O yıllar Kandilli’de Kandilli hani.

Cennetten bir köşe.

Ereğli’de yaşayanlar Kandilli’ye gezmeye ve sinemaya gelirlerdi.

Her taraf çiçek.

Pırıl pırıl.

Zonguldak Ereğli karayolu Kandilli’den geçtiği için, otobüs yolcuları ışıl ışıl Kandilli’yi görünce sanki bir başka ülkeye gelmiş gibi pencerelerden seyredelerdi.

Ne havamız vardı ama!

Bu havayla, koskocaman otobüsleri tıp oynayarak yolun ortasında durdururduk.

Güzeldi güzeldi.

O güzellikler arasında Ereğli’yi veya Zonguldak’ı soran yol bilmezleri, çok Çamlı ve varagel başına yolladığımız ayıpları da unutmam ki!

EKİ Çırak Kursu’na girebilmek bir dert, mezun olunca da mecburi hizmeti tamamlamak ayrı bir dert.
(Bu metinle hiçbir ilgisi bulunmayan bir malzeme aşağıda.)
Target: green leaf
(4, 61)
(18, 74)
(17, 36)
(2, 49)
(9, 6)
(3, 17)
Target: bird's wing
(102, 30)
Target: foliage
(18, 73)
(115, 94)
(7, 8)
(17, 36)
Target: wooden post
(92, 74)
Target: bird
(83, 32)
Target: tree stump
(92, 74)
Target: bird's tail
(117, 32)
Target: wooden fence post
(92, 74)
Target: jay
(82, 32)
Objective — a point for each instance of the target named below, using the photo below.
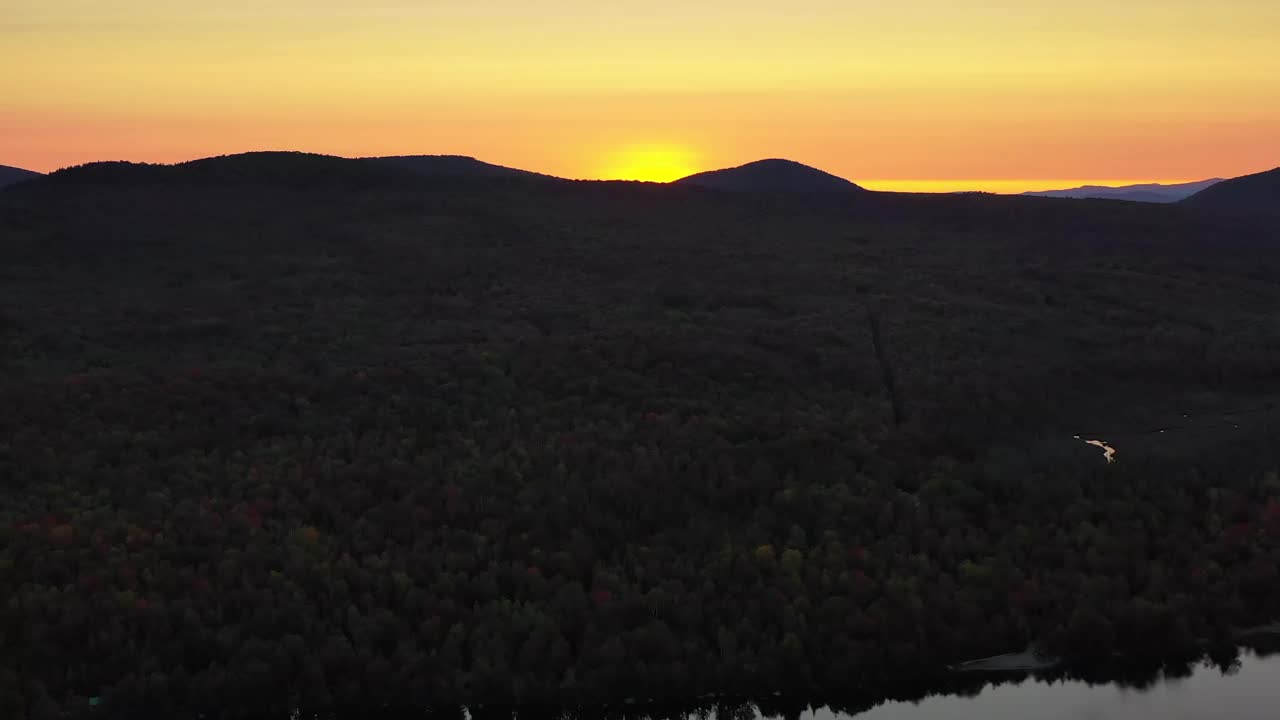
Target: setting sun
(649, 164)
Bizim dönemimizde, sınıfta çakar veya mecburi hizmeti yerine getirmezsen, 15 bin lira tazminat vardı.

O yıllarda 15 bin lira.

67 yılının sonunda sınavı kazanıp da, kursa başlangıç için babam evrakları tamamlarken, hiç unutmam Zonguldak’taki noterde tazminat senedini imzalarken elleri titriyordu.

Yani 15 bin lira çok para.

Mecburi hizmetli yıllar altın çağlarımdı.

Öyle ya, adı Çırak da olsa mezun olduğumuzda, bizleri 50 kuruş zamlı başlatırlardı.

İlk maaşı aldığımda, hep 10 luk ve 5 lik yaptırdığım için cebimdeki paralar bir demet olmuştu.

Şimdi tabi ki gülüyorum o hallerime.

Düşünün 16 yaşındayım ve cebimde beşlikler, onluklar.

Of !

Bir de, otobüsler Kandilli’den gelip gidiyor ki, değmeyin keyfimize.

Atla git Ankara’ya, İstanbul’a, Zonguldak’a.

16 yaşlarının deliliği ve para.

Anlayın işte.

Yedik paraları.

Eve tek kuruş vermedim.

Asilik var ya.

Askere gidene kadar geçen dört altın yıl.

Bir gün param bitti babama gittim ve para istedim.

Güldü ve “yastığın altından al”dedi.

Hani o eskiden karyolalar vardı ya, somyalı. Yataklar üst üste. Yastıkta tek ve uzunca bir şey.

Saf saf gittim ve yastığın altına baktım ki, para mara yok.

Sanırım yanlış tarif etti ve dedim ki “Baba burada para yok!”.

İşte o an tarihi bir laf etti.

“Oğlum ne koydun ise o vardır !”

Koymamıştım ki tek kuruş.

İnanın dayak atsa bu kadar ders veremezdi.

Aradan yarım yüzyıla yakın zaman geçti ve o sözleri hiç unutmam ve kimi zaman ortamına göre de anlatırım.

Ne koydun ise o vardır!

Yani, saygı ekledin ise o,

Sevgi ektin ise o,

Dostluk ise o,

Mutluluk ektin ise o,

Kısacası ne bıraktın ise o!

Yaşam da öyle değil mi?

Yarını ve kimseyi düşünmeden har vurup harcadığımız o kadar çok şey var ki.

Biriktirmiyoruz!

Biriktirenler bundan dolayıdır farklı ya!